Since $p$ is a possibility for $\cal U$, we have
$l = \mathsf{NumSmaller}({\cal U}, p) = [p + \mathsf{Sum}({\cal U})] \bmod N.$
Since $q$ is a possibility for $\cal U$, we have
$l + b = \mathsf{NumSmaller}({\cal U}, q) = [q + \mathsf{Sum}({\cal U})] \bmod N.$
Subtracting these equations modulo $N$ shows that $p + b \equiv q \pmod N$.
Thus, the number of cards between $p$ and $q$, which is $q - p - 1$,
is congruent to $b-1$ modulo $N.$

The number of cards between $p$ and $q$ cannot be $b-1$ or less because there are $b$ cards in $\cal U$ between them. Thus, the number of cards between $p$ and $q$ must be at least $b-1+N$. Of these, $b$ are in $\cal U$, so there are at least $N-1$ cards between $p$ and $q$ that are not in $\cal U$. $\Box$

We'll now use that lemma to prove that there are a limited number of possibilities.

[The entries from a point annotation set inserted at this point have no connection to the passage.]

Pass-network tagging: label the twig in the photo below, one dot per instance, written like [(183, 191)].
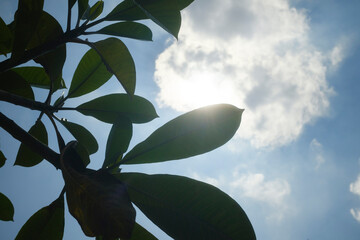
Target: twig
[(20, 134)]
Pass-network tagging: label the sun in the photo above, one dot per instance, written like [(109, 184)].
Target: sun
[(205, 88)]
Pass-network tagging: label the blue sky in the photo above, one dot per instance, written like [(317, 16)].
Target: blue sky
[(294, 164)]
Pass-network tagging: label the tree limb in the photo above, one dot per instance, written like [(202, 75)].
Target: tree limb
[(20, 134)]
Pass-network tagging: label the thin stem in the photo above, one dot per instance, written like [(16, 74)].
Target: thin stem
[(69, 17), (60, 139), (24, 102), (20, 134)]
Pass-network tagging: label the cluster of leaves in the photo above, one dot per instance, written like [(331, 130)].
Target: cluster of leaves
[(101, 200)]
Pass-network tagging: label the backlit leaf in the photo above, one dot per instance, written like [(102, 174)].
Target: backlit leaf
[(128, 11), (14, 83), (97, 200), (47, 223), (188, 209), (71, 3), (5, 38), (190, 134), (90, 74), (25, 156), (118, 140), (2, 159), (82, 6), (108, 108), (140, 233), (82, 135), (6, 208), (164, 13), (96, 10), (37, 77), (129, 30), (118, 61), (27, 18)]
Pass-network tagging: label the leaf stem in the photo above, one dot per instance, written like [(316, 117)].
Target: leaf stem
[(25, 102), (20, 134)]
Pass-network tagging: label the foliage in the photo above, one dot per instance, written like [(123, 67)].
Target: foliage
[(102, 200)]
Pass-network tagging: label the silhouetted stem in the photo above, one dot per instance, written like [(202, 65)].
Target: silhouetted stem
[(20, 134), (24, 102)]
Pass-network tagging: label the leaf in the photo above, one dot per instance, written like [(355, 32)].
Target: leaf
[(140, 233), (82, 135), (37, 77), (129, 30), (53, 61), (184, 3), (6, 38), (25, 156), (71, 3), (187, 209), (2, 159), (90, 74), (128, 11), (108, 108), (27, 18), (47, 223), (118, 140), (14, 83), (164, 13), (96, 10), (98, 201), (82, 6), (6, 208), (118, 61), (190, 134)]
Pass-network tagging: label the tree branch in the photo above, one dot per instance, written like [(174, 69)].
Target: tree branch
[(20, 134), (24, 102)]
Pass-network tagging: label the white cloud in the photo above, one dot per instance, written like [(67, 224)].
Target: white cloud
[(255, 187), (254, 54), (270, 195)]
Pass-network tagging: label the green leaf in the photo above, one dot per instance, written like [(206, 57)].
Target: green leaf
[(25, 156), (2, 159), (164, 13), (53, 61), (126, 11), (71, 3), (187, 209), (129, 30), (14, 83), (140, 233), (37, 77), (82, 135), (118, 61), (184, 3), (97, 200), (82, 6), (27, 18), (96, 10), (118, 140), (108, 108), (6, 38), (90, 74), (190, 134), (6, 209), (47, 223)]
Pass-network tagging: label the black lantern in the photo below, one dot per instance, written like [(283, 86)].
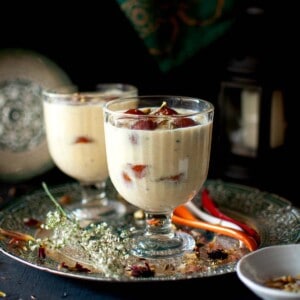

**Lemma 3.** For any card set $\cal U$ where $|{\cal U}| = N-1$,
the number of possibilities for $\cal U$ is $\leq (N-1)!.$

*Proof.* Suppose the number of possibilities for $\cal U$ exceeds
$(N-1)!.$ Then, we can find a list of distinct, ordered possibilities
$p_1, p_2, \ldots, p_{(N-1)!+1}.$ For each consecutive pair of these
possibilities, $p_i$ and $p_{i+1}$, we apply Lemma 2 and find at least
$N-1$ cards between $p_i$ and $p_{i+1}$ that are not in $\cal U$. Since
there are $(N-1)!$ such consecutive pairs, and none of their intervals
overlap, this gives us at least $(N-1) \cdot (N-1)!$ cards that aren't
among the $p_i$ and aren't in $\cal U$. Since possibilities for $\cal U$
also can't be in $\cal U,$ we have the following bunch of distinct cards:
these $(N-1) \cdot (N-1)!$ cards, the $(N-1)!+1$ possibilities $p_i$, and
the $N-1$ cards in $\cal U.$ Adding these together, we get $N! + N$
distinct cards, which is more than the deck contains. This contradiction
proves that our supposition was wrong, and the number of possibilities for
$\cal U$ cannot exceed $(N-1)!.$ $\Box$

When you're handed the $N$ cards, compute their sum modulo $N$ and call it $r$. Choose the $(r+1)$st lowest card and hand it to the dealer. Call that card $d$ and the remaining $N-1$ cards $\cal U$. By Lemma 1, $d$ is a possibility for $\cal U$. Thus, you can find an $n$ such that $d$ is the $n$th lowest possibility for $\cal U$. By Lemma 3, this $n$ is between 1 and $(N-1)!.$ There are only $(N-1)!$ possible permutations of $\cal U$, so you can compute the $n$th lowest permutation lexicographically among those permutations. Hand the cards in $\cal U$ to the dealer in the order given by that permutation.

When your partner enters the room, they can see $\cal U$, the set of face-up cards. From the order those cards are in, they can derive the $n$ you used. They calculate the $n$th lowest possibility for $\cal U$ and guess that card.